Even her patience has been tried, however, over the past week during which she has been on the receiving end of NHS treatment.  Without going into specific detail, it has been depressing for both of us to experience an absence of courtesy in so many of the staff whom we have met.  Clinical management and treatment have been faultless but it has been difficult to excuse the lack of manners.  Isabel (yes, her again) comes across this in the book, The Comfort of Muddy Sundays, and has her own thoughts about its cause:   

The doctor drummed the fingers of his left hand on the edge of the table, a strange gesture which suggested, Isabel thought, an impatient temperament.  Perhaps he had been obliged to listen too long to those whom he did not consider his intellectual equal, exhausted patients with long-running complaints, unable to put their views succinctly.  Some doctors could become like that, she thought, just as some lawyers could; prolonged exposure to flawed humanity could create a sense of superiority if one was not careful – and perhaps he was not.

I have some insight into the fact that I am at that grumpy stage of middle-age when everything was better ‘in the good old days’ and I try hard to take this into account whenever something upsets me but I have found the last week very difficult.  Good manners are an essential part of medical practice and the realisation that they have undoubtedly declined since I first started in medicine has been depressing.  I will leave it to Isabel to sum up their importance: 

Jamie had good manners.  Paul Hogg had good manners.  Her mechanic, the proprietor of the small backstreet garage where she took her rarely used car for servicing, had perfect manners.  Toby, by contrast, had bad manners; not on the surface, where he thought, quite wrongly, that it counted, but underneath, in his attitude to others.  Good manners depended on paying moral attention to others; it required one to treat them with complete moral seriousness, to understand their feelings and their needs.  Some people, the selfish, had no inclination to do this, and it always showed.  They were impatient with those whom they thought did not count: the old, the inarticulate, the disadvantaged.  The person with good manners, however, would always listen to such people and treat them with respect.
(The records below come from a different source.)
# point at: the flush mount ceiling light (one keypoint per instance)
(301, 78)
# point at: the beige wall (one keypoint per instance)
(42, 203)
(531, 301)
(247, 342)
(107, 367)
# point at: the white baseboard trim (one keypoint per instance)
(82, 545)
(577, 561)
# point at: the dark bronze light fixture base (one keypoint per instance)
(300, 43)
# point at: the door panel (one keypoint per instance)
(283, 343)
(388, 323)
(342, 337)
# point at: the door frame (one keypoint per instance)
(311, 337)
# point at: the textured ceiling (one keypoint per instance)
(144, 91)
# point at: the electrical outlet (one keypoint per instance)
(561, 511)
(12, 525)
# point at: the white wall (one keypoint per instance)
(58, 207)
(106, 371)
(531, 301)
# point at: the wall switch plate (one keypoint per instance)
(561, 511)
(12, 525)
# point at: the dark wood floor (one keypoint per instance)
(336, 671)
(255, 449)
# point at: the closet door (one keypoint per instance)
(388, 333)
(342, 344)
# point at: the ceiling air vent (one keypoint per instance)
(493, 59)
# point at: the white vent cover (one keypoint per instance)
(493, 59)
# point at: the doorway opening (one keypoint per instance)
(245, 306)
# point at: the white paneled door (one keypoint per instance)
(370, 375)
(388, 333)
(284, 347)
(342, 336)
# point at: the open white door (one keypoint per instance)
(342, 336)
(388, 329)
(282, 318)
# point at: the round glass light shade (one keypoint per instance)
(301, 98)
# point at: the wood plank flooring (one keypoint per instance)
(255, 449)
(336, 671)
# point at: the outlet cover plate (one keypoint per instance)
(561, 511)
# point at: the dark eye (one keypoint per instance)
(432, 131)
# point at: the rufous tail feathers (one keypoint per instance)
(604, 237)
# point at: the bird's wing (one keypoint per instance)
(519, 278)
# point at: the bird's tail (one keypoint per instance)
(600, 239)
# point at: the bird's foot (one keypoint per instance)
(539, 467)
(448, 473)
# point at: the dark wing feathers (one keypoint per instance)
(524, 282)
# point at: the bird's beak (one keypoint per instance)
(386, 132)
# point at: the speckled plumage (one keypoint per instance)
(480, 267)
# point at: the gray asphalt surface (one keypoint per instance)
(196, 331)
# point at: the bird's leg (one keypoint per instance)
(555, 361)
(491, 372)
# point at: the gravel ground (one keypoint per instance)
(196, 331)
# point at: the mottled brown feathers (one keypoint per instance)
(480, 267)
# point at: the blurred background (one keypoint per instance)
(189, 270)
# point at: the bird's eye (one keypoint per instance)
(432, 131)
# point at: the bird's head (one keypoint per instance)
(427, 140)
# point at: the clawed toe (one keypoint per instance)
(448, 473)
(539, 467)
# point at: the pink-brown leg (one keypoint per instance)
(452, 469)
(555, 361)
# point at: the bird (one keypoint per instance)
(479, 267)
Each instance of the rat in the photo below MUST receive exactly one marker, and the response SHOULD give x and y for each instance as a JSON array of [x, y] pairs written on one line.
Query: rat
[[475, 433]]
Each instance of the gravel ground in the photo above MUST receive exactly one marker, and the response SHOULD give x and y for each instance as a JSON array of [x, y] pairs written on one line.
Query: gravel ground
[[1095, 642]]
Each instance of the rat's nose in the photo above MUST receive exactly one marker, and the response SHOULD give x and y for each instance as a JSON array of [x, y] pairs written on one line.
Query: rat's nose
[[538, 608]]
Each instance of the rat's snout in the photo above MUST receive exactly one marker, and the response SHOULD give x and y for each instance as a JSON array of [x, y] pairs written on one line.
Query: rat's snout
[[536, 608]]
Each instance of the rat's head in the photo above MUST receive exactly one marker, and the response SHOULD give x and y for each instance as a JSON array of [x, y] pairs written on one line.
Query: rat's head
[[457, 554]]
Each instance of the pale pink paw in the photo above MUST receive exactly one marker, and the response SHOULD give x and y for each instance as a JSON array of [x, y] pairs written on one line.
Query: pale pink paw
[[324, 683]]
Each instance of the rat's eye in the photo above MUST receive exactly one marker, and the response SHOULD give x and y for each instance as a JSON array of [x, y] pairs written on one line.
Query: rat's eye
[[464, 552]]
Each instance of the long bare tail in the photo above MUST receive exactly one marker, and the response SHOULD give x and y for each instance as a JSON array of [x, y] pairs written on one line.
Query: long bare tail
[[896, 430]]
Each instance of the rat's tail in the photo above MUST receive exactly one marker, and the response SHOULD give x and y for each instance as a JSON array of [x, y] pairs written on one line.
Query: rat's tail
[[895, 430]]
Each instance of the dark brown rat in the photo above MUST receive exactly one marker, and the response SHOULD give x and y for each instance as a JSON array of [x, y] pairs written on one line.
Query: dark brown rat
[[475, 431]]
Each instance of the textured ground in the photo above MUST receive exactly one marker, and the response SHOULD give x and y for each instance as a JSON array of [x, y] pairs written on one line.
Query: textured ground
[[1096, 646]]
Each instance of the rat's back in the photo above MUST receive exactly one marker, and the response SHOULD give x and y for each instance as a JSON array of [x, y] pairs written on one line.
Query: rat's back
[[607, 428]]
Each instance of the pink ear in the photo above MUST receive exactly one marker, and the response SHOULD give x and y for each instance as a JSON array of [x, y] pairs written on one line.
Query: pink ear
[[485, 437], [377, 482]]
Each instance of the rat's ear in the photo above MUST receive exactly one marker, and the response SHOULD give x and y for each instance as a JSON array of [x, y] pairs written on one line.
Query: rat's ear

How utterly shortsighted we had been to listen to those who thought that manners were a bourgeois affectation, an irrelevance, which need no longer be valued.  A moral disaster had ensued, because manners were the basic building block of civil society.  They were the method of transmitting the message of moral consideration. In this way an entire generation had lost a vital piece of the moral jigsaw, and now we saw the results: a society in which nobody would help, nobody would feel for others; a society in which aggressive language and insensitivity were the norm.